Compare this to Dean Koontz, who often explores the darkness in people, but also has the theme of virtue, nobility, and without making it a pointless game for chumps. In Watchers there is both the “evil” monster, born of meddling in things man was not meant to know, but also the dog. The moonlight bay series also explored many of these issues – technology being something that enabled people to be more – more good, or more evil – and civilization being overall a force for good.
So King is again, an excellent writer, who passes off toxic sludge for stories.
In the *Walking Dead, *the creator openly opines that it isn’t just about the drama of good and bad people in a horrible situation, but that it’s about how even compared to the monsters, we are the real horrors.
What about games?
I’ll leave the controversy over triple-A titles aside, and look aside, at the stuff recommended on, for example, the iOS app store. I’ll also focus on stuff that is at least well crafted rather than, say, *Depression Quest. *
Sure, a number of puzzlers, racing games, and traditional twitch games exist, but I’m also struck by the kudos I’d seen for apps like Monument Valley. it is, indeed, a beautifully executed puzzle game, with an interesting art style, yet in the end, it’s not a very deep one. The puzzles were noted by Polygon – the same guys who couldn’t play Doom as well as a noob – as being not very difficult, and there aren’t many of them. The “story” is not only shallow, but in true liberal fashion explicitly eschews conflict. From the developers app page:
AN ILLUSORY ADVENTURE OF IMPOSSIBLE ARCHITECTURE AND FORGIVENESS
In the end, it’s beautifully crafted, was worth the time spent playing through it for some clever puzzles, but did not have not much other substance, and little replay value.

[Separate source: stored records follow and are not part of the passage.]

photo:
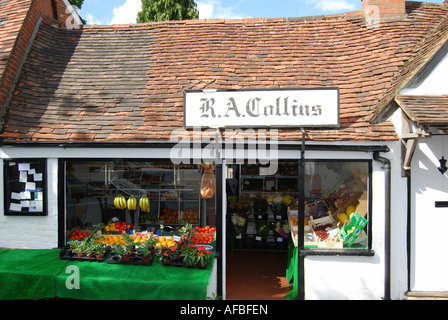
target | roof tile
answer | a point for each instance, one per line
(123, 83)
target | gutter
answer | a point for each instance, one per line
(386, 167)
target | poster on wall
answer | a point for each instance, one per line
(273, 108)
(25, 187)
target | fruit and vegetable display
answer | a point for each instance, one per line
(208, 182)
(191, 215)
(203, 234)
(144, 204)
(333, 219)
(192, 248)
(169, 215)
(78, 234)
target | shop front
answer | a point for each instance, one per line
(285, 150)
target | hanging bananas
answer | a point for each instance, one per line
(120, 202)
(132, 203)
(144, 203)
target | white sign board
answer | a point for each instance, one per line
(316, 107)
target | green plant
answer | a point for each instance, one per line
(190, 254)
(263, 228)
(120, 250)
(74, 244)
(89, 248)
(166, 253)
(99, 248)
(146, 248)
(203, 256)
(260, 207)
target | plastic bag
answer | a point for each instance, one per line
(350, 232)
(208, 183)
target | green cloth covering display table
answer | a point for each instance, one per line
(292, 271)
(28, 274)
(39, 274)
(132, 282)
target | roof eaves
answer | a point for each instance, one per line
(427, 55)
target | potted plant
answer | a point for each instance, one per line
(80, 248)
(263, 229)
(73, 244)
(281, 231)
(122, 252)
(100, 250)
(190, 255)
(89, 249)
(279, 206)
(203, 257)
(166, 255)
(177, 255)
(144, 252)
(260, 206)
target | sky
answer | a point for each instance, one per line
(106, 12)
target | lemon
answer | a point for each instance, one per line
(350, 209)
(342, 217)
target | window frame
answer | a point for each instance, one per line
(368, 251)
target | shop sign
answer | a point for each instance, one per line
(275, 108)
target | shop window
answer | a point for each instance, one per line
(336, 204)
(336, 212)
(25, 190)
(173, 194)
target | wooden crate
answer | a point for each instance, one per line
(329, 243)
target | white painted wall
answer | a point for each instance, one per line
(429, 257)
(41, 232)
(337, 277)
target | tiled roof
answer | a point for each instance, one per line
(422, 55)
(12, 15)
(126, 82)
(428, 111)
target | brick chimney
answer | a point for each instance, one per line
(385, 9)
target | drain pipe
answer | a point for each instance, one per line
(386, 167)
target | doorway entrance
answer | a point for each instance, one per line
(258, 233)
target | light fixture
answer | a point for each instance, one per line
(442, 167)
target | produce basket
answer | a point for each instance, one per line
(208, 240)
(78, 234)
(135, 259)
(326, 232)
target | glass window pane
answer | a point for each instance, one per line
(336, 198)
(173, 193)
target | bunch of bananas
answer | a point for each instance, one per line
(120, 202)
(144, 203)
(132, 203)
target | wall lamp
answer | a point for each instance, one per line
(442, 167)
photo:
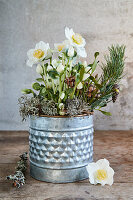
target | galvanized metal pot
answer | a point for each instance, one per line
(60, 148)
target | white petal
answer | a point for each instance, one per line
(85, 76)
(68, 33)
(81, 52)
(70, 52)
(39, 69)
(42, 45)
(29, 63)
(103, 163)
(30, 53)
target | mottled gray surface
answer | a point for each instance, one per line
(25, 22)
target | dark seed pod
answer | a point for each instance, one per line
(116, 91)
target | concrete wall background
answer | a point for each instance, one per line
(25, 22)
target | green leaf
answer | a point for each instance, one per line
(53, 74)
(93, 67)
(96, 54)
(36, 86)
(27, 91)
(95, 81)
(82, 71)
(39, 79)
(105, 113)
(43, 90)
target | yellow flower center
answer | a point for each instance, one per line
(77, 38)
(38, 53)
(60, 47)
(101, 174)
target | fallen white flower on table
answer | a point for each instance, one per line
(39, 69)
(80, 86)
(70, 52)
(100, 172)
(60, 68)
(49, 68)
(85, 76)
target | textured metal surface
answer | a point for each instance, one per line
(60, 144)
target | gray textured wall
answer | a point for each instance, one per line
(25, 22)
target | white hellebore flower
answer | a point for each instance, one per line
(38, 54)
(60, 68)
(80, 86)
(85, 63)
(39, 69)
(62, 95)
(49, 68)
(70, 52)
(54, 63)
(100, 172)
(77, 41)
(85, 76)
(59, 46)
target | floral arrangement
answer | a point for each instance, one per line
(67, 85)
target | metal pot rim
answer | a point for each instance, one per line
(64, 116)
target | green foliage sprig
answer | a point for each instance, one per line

But occasionally you’ll bump into another player on the same pilgrimage. You can only communicate with musical notes, but these sonic interactions feel reassuring, reminding you that you’re not alone. The identity of your companion is never revealed, either, but you feel a connection to this mysterious other player as you make your way through your journey.
And it also explicitly eschews competition or violence:
The multiplayer component of Journey was designed to facilitate cooperation between players without forcing it, and without allowing competition. It is intended to allow the players to feel a connection to other people through exploring with them, rather than talking to them or fighting them. The plan was “to create a game where people felt they are connected with each other, to show the positive side of humanity in them.”